Detect compensatory mutations associated with the evolution of anti-retroviral drug resistance
The recently-developed models of the evolution of drug resistance will be extended to the detection of compensatory mutations and this model will be applied to the serially sampled HIV sequences. These models will be used to detect compensatory mutations associated with the evolution of resistance to anti-retroviral drugs using the data set of Nevirapine-treated individuals that formed the basis for a recent study and from the new drug treatment data sets as they become available from the National Institute of Communicable Disease. The proposed method will test for dependence between evolutionary rate at a candidate accessory resistance site and the resistance state at known resistance sites. This will require independent model fits and optimizations for each site and for each of the most important known drug resistance sites. This task is computationally highly intensive, but also highly parallelisable and the researchers expect linear gains in efficiency with the number of available computer nodes.
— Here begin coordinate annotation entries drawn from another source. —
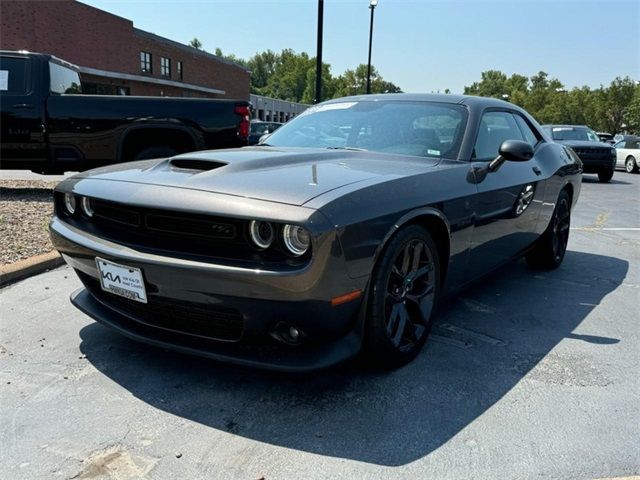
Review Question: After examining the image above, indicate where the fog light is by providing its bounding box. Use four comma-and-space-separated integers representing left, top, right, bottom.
289, 327, 300, 342
80, 197, 93, 218
271, 322, 306, 345
64, 193, 76, 215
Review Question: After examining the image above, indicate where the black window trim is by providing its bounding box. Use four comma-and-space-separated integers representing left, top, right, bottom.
467, 107, 545, 163
2, 54, 33, 97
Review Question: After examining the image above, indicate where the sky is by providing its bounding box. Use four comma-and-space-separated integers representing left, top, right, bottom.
83, 0, 640, 93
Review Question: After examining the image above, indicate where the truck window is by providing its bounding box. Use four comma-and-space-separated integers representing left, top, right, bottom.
49, 62, 82, 93
0, 57, 31, 95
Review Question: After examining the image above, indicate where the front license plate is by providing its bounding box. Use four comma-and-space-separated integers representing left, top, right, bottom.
96, 257, 147, 303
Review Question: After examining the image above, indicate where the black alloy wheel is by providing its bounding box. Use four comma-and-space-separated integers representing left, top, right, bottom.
365, 225, 440, 367
598, 168, 614, 183
526, 190, 571, 270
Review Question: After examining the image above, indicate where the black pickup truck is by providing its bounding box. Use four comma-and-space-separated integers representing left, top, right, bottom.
0, 51, 250, 174
542, 125, 616, 183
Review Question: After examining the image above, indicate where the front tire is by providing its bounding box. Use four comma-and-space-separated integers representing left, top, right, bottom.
364, 225, 440, 368
525, 190, 571, 270
598, 168, 613, 183
624, 155, 638, 173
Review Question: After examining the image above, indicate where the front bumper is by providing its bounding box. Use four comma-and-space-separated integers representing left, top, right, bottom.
50, 217, 366, 371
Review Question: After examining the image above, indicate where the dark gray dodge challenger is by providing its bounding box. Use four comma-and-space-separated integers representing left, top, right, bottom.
50, 94, 582, 371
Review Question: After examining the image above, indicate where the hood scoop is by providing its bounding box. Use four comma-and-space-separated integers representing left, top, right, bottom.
169, 158, 228, 172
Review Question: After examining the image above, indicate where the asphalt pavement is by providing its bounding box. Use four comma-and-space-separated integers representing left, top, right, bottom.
0, 172, 640, 480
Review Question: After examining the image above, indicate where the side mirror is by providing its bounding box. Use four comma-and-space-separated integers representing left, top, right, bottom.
498, 140, 533, 162
489, 140, 533, 172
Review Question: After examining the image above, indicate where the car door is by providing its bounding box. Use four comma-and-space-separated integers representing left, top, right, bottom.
469, 110, 545, 275
0, 54, 47, 168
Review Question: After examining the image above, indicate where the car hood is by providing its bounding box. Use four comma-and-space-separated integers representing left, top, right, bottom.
554, 140, 611, 150
72, 146, 439, 205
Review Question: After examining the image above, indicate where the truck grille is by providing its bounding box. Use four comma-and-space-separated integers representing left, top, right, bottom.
573, 147, 612, 161
77, 272, 244, 341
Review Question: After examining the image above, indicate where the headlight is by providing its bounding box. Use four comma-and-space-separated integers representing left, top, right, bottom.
282, 225, 311, 257
64, 193, 76, 215
249, 220, 276, 250
80, 197, 93, 218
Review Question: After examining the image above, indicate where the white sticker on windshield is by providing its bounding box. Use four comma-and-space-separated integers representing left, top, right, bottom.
0, 70, 9, 92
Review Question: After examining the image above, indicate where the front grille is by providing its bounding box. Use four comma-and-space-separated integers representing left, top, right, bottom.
92, 200, 242, 240
573, 147, 612, 160
54, 192, 311, 269
78, 272, 244, 341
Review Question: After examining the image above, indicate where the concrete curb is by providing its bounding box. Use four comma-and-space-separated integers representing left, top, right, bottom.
0, 251, 64, 287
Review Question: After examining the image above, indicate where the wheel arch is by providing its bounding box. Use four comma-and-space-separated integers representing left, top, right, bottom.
373, 207, 451, 285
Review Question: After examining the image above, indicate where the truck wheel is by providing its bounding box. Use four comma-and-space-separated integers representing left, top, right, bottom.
525, 190, 571, 270
134, 145, 178, 160
624, 155, 638, 173
364, 225, 440, 368
598, 168, 613, 183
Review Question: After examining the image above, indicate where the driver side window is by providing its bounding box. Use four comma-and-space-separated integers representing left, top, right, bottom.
472, 112, 525, 161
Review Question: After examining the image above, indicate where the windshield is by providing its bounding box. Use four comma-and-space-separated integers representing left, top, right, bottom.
551, 127, 602, 142
267, 100, 467, 159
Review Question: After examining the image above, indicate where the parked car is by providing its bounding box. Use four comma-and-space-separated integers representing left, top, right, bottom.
596, 132, 615, 145
0, 51, 250, 173
543, 125, 616, 183
249, 120, 282, 145
50, 94, 582, 371
614, 135, 640, 173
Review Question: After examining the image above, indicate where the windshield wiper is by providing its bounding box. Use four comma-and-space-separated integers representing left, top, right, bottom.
324, 147, 367, 152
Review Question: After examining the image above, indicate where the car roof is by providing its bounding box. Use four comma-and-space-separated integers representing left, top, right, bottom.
542, 123, 591, 130
323, 93, 519, 109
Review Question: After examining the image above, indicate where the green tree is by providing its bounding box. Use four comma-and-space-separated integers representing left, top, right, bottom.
601, 77, 638, 133
614, 84, 640, 135
215, 47, 247, 68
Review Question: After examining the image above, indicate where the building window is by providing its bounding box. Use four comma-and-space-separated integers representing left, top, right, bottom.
160, 57, 171, 77
140, 52, 153, 73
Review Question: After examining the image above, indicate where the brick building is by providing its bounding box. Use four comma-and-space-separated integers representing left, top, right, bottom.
0, 0, 250, 100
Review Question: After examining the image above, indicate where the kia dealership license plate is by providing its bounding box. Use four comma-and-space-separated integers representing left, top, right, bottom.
96, 257, 147, 303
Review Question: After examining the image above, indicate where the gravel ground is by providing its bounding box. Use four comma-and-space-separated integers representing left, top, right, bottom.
0, 180, 58, 265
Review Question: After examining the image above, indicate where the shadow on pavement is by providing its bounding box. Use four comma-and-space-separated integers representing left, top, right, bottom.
582, 172, 631, 185
80, 251, 628, 466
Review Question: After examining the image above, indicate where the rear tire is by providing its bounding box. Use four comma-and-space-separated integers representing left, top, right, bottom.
525, 190, 571, 270
624, 155, 638, 173
364, 225, 440, 368
598, 168, 613, 183
134, 145, 178, 160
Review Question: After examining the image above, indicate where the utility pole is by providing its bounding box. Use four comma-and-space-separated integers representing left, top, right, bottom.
316, 0, 324, 103
367, 0, 378, 95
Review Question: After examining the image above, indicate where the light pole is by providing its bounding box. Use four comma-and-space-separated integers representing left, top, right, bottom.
367, 0, 378, 95
316, 0, 324, 103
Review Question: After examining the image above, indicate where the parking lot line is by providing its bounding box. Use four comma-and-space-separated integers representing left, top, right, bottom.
571, 227, 640, 232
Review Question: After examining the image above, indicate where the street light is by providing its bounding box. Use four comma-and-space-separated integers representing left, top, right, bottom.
367, 0, 378, 95
315, 0, 324, 103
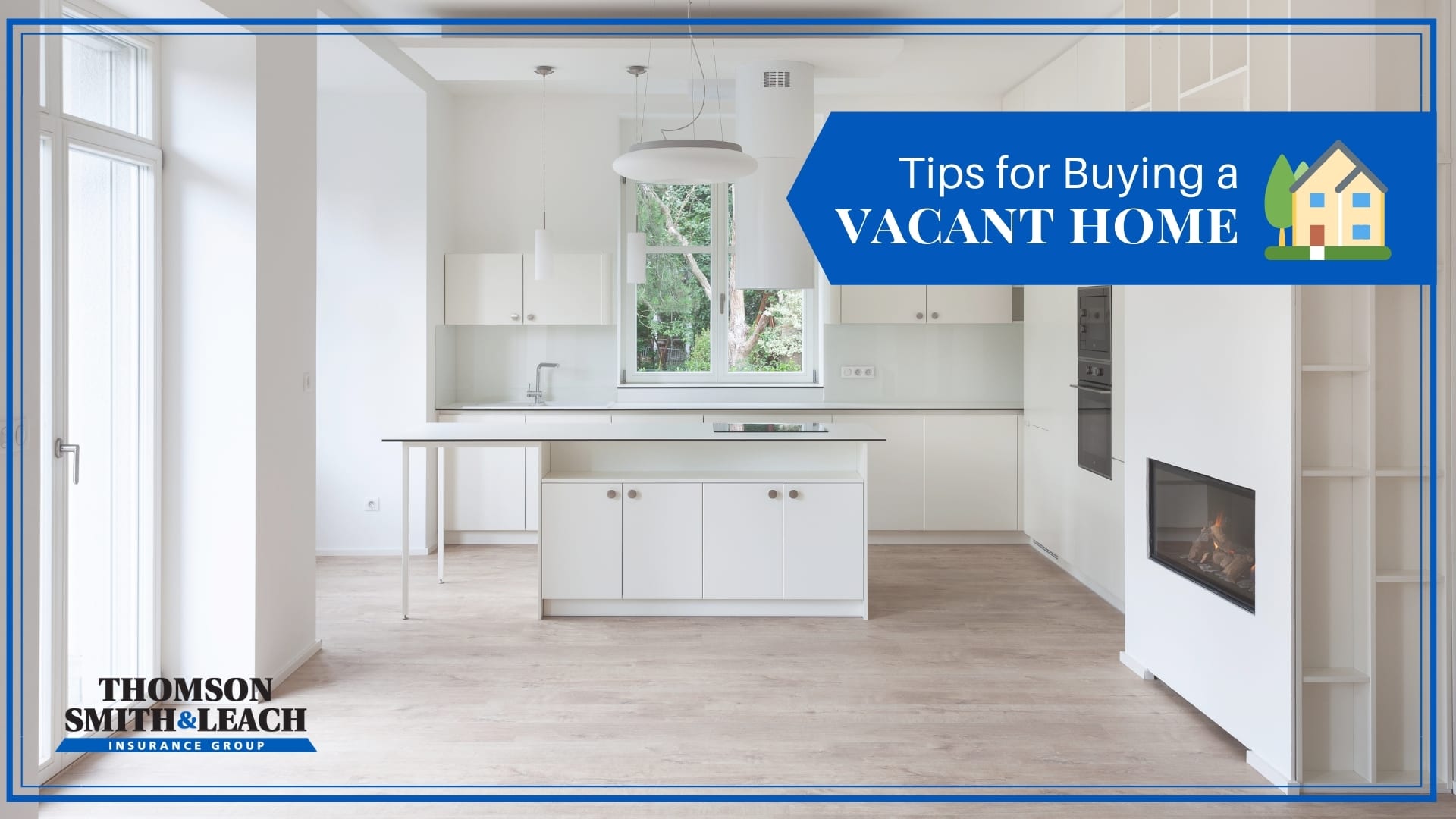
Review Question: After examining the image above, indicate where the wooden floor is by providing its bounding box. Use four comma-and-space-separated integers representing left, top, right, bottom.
42, 547, 1453, 817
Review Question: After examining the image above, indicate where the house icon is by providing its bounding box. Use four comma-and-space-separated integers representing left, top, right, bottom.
1288, 140, 1389, 259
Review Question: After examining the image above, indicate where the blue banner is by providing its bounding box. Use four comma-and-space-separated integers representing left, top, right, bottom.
55, 736, 318, 754
788, 112, 1437, 284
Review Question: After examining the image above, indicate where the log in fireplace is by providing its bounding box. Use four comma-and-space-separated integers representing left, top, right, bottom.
1147, 459, 1258, 612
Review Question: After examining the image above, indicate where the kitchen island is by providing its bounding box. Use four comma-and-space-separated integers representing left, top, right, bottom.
384, 422, 885, 620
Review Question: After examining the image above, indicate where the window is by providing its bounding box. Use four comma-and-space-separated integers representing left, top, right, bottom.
622, 182, 815, 383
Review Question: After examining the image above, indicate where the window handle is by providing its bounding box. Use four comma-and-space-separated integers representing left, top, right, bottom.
55, 438, 82, 484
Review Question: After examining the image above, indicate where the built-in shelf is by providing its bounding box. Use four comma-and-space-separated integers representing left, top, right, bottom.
1301, 466, 1370, 478
1301, 771, 1370, 786
541, 469, 864, 484
1299, 364, 1370, 373
1304, 669, 1370, 685
1374, 568, 1445, 583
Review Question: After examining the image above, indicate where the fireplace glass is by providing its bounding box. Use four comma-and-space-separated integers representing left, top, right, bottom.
1147, 459, 1258, 612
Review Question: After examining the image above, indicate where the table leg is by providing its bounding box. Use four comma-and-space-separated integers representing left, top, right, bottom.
399, 443, 410, 620
435, 446, 446, 583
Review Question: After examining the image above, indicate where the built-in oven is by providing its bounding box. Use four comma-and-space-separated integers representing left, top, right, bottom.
1072, 287, 1112, 478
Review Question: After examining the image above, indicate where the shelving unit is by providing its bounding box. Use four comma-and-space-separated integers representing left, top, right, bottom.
1293, 286, 1443, 792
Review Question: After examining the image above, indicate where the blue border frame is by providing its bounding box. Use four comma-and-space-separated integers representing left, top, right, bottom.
5, 17, 1440, 803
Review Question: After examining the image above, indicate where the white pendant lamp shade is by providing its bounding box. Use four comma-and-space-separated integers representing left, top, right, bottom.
536, 228, 551, 281
611, 140, 758, 185
628, 231, 646, 284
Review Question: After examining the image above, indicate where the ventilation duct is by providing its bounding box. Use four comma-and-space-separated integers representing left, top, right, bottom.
734, 60, 815, 290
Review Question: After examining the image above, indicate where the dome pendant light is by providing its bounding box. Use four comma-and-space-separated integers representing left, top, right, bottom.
536, 65, 556, 281
611, 0, 758, 185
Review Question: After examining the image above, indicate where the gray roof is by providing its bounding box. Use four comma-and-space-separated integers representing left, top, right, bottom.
1288, 140, 1386, 194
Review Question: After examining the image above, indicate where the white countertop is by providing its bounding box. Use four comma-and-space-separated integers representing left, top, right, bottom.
383, 422, 885, 444
435, 400, 1022, 413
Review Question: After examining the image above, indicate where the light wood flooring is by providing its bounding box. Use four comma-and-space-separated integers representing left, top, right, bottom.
42, 547, 1453, 819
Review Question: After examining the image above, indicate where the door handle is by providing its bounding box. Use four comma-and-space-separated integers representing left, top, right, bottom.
55, 438, 82, 484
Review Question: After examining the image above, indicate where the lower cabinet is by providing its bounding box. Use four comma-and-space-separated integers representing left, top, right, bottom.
622, 484, 703, 601
703, 484, 783, 601
783, 484, 864, 601
541, 481, 864, 601
541, 484, 622, 601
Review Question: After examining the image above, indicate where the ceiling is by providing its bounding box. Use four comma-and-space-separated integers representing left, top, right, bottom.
337, 0, 1121, 105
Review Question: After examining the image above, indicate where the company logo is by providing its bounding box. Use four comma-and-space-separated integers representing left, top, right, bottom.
1264, 140, 1391, 261
57, 676, 315, 754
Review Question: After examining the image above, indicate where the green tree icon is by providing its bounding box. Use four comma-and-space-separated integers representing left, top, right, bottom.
1264, 153, 1303, 248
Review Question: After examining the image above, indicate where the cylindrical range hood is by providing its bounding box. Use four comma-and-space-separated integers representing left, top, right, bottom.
734, 60, 815, 290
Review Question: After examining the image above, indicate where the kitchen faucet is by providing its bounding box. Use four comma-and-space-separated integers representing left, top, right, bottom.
526, 362, 560, 406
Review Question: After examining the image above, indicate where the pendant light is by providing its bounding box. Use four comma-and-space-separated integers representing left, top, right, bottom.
611, 0, 758, 185
626, 65, 646, 284
536, 65, 556, 281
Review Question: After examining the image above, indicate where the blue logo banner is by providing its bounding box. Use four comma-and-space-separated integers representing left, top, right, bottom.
788, 112, 1437, 284
55, 736, 318, 754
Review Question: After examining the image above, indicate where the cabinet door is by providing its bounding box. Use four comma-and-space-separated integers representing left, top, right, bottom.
924, 414, 1021, 532
924, 284, 1010, 324
522, 253, 603, 325
834, 416, 924, 532
783, 484, 864, 601
622, 484, 703, 601
703, 484, 783, 601
440, 413, 536, 532
839, 284, 924, 324
541, 484, 622, 601
446, 253, 522, 325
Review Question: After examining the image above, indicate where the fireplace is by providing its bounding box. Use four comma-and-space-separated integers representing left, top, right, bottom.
1147, 459, 1258, 612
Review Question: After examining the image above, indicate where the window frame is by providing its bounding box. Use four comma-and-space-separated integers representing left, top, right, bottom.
617, 177, 820, 386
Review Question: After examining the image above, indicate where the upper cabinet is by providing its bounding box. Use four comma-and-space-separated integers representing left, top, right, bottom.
839, 284, 1012, 324
446, 253, 613, 325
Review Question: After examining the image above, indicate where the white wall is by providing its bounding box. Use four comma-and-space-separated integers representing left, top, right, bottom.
1119, 286, 1296, 775
158, 36, 258, 676
316, 36, 432, 552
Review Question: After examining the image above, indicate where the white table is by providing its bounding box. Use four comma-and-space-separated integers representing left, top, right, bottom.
383, 422, 885, 620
Each of the five objectives described above requires substantial computing resources: in obtaining sufficiently large numbers of samples for accurate estimation using MCMC sampling techniques, for analysis of multiple databases, and for extensive testing of custom models through simulations. Preliminary analyses using some of the models were computationally extremely intensive (approximately two hours per codon site). Since these models are subdivided by codon site, they can be parallelised relatively easily.